- Venue: Beijing National Aquatics Center
- Dates: 15 September
- Competitors: 15 from 10 nations
- Winning time: 29.78

Medalists
- 1st place, gold medalist(s):  / Xu Qing / China
- 2nd place, silver medalist(s):  / Tang Yuan / China
- 3rd place, bronze medalist(s):  / Anders Olsson / Sweden

= Swimming at the 2008 Summer Paralympics – Men's 50 metre freestyle S6 =

The men's 50m freestyle S6 event at the 2008 Summer Paralympics took place at the Beijing National Aquatics Center on 15 September.

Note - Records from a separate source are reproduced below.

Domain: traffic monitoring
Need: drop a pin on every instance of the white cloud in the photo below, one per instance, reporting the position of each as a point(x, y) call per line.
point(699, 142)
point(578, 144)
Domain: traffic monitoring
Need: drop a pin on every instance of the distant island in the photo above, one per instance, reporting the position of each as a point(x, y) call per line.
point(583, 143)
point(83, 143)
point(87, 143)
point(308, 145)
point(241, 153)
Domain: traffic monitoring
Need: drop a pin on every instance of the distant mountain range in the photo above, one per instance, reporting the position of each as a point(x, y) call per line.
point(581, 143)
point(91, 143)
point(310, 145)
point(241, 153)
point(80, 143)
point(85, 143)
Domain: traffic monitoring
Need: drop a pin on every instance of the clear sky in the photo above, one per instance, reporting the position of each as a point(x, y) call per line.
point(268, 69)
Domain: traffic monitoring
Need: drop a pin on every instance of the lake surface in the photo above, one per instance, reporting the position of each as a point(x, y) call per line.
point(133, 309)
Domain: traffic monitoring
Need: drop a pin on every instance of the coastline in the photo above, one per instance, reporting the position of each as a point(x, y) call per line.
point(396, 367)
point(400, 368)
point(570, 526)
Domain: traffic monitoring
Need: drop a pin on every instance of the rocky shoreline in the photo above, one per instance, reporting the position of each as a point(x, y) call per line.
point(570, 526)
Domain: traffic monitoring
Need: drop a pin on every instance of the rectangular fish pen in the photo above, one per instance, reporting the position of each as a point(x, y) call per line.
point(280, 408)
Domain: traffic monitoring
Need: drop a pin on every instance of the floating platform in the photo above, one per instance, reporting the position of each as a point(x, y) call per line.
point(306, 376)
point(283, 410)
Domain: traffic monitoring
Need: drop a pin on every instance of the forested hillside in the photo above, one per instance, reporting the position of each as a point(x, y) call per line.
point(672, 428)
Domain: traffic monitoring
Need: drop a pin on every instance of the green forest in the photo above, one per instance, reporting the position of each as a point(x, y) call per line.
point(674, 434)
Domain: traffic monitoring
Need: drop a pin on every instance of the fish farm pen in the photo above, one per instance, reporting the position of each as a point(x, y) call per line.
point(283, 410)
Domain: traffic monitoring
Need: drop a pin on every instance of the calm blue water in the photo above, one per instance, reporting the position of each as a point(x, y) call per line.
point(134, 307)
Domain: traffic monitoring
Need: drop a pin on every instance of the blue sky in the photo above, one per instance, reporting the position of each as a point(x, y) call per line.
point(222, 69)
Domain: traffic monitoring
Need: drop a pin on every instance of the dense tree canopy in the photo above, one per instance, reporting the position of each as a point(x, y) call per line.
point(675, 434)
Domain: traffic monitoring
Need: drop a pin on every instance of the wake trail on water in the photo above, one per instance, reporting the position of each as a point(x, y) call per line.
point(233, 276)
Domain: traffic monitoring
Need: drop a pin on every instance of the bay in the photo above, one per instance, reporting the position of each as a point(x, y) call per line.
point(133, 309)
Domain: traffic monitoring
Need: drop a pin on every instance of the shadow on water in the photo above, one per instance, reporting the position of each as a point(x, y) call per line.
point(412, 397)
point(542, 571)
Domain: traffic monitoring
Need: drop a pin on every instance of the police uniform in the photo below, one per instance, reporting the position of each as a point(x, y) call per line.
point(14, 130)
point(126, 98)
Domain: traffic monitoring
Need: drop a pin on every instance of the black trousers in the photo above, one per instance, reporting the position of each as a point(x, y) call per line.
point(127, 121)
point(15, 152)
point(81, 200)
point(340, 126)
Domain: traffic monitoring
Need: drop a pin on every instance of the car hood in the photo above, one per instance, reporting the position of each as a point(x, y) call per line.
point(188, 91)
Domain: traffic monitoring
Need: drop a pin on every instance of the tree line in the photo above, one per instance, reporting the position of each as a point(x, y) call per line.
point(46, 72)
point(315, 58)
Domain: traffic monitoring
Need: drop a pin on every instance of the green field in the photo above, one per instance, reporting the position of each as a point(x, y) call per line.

There were two heats; the swimmers with the eight fastest times advanced to the final.

==Results==

===Heats===
Competed from 10:10.

====Heat 1====

| Rank | Name | Nationality | Time | Notes |
|---|---|---|---|---|
| 1 | Yang Yuanrun | China | 31.16 | Q |
| 2 | Anders Olsson | Sweden | 31.48 | Q |
| 3 | Sebastian Iwanow | Germany | 32.72 | Q |
| 4 | Kyosuke Oyama | Japan | 32.87 | Q |
| 5 | Adriano Lima | Brazil | 32.98 | Q |
| 6 | Matt Whorwood | Great Britain | 34.94 |  |
| 7 | Yusup Dewa | Malaysia | 35.24 |  |

====Heat 2====

| Rank | Name | Nationality | Time | Notes |
|---|---|---|---|---|
| 1 | Tang Yuan | China | 30.56 | Q, PR |
| 2 | Xu Qing | China | 30.86 | Q |
| 3 | Daniel Vidal | Spain | 32.06 | Q |
| 4 | Sascha Kindred | Great Britain | 33.04 |  |
| 5 | Andreas Potamitis | Cyprus | 34.07 |  |
| 6 | Stian Helgeland | Norway | 35.07 |  |
| 7 | Luis Silva | Brazil | 35.67 |  |
| 8 | Danielson Santos | Brazil | 37.13 |  |

===Final===
Competed at 19:09.

| Rank | Name | Nationality | Time | Notes |
|---|---|---|---|---|
| 1st place, gold medalist(s) | Xu Qing | China | 29.78 | WR |
| 2nd place, silver medalist(s) | Tang Yuan | China | 30.07 |  |
| 3rd place, bronze medalist(s) | Anders Olsson | Sweden | 31.07 |  |
| 4 | Daniel Vidal | Spain | 31.27 |  |
| 5 | Kyosuke Oyama | Japan | 31.37 |  |
| 6 | Yang Yuanrun | China | 31.66 |  |
| 7 | Sebastian Iwanow | Germany | 32.79 |  |
| 8 | Adriano Lima | Brazil | 32.85 |  |

Q = qualified for final. WR = World Record. PR = Paralympic Record.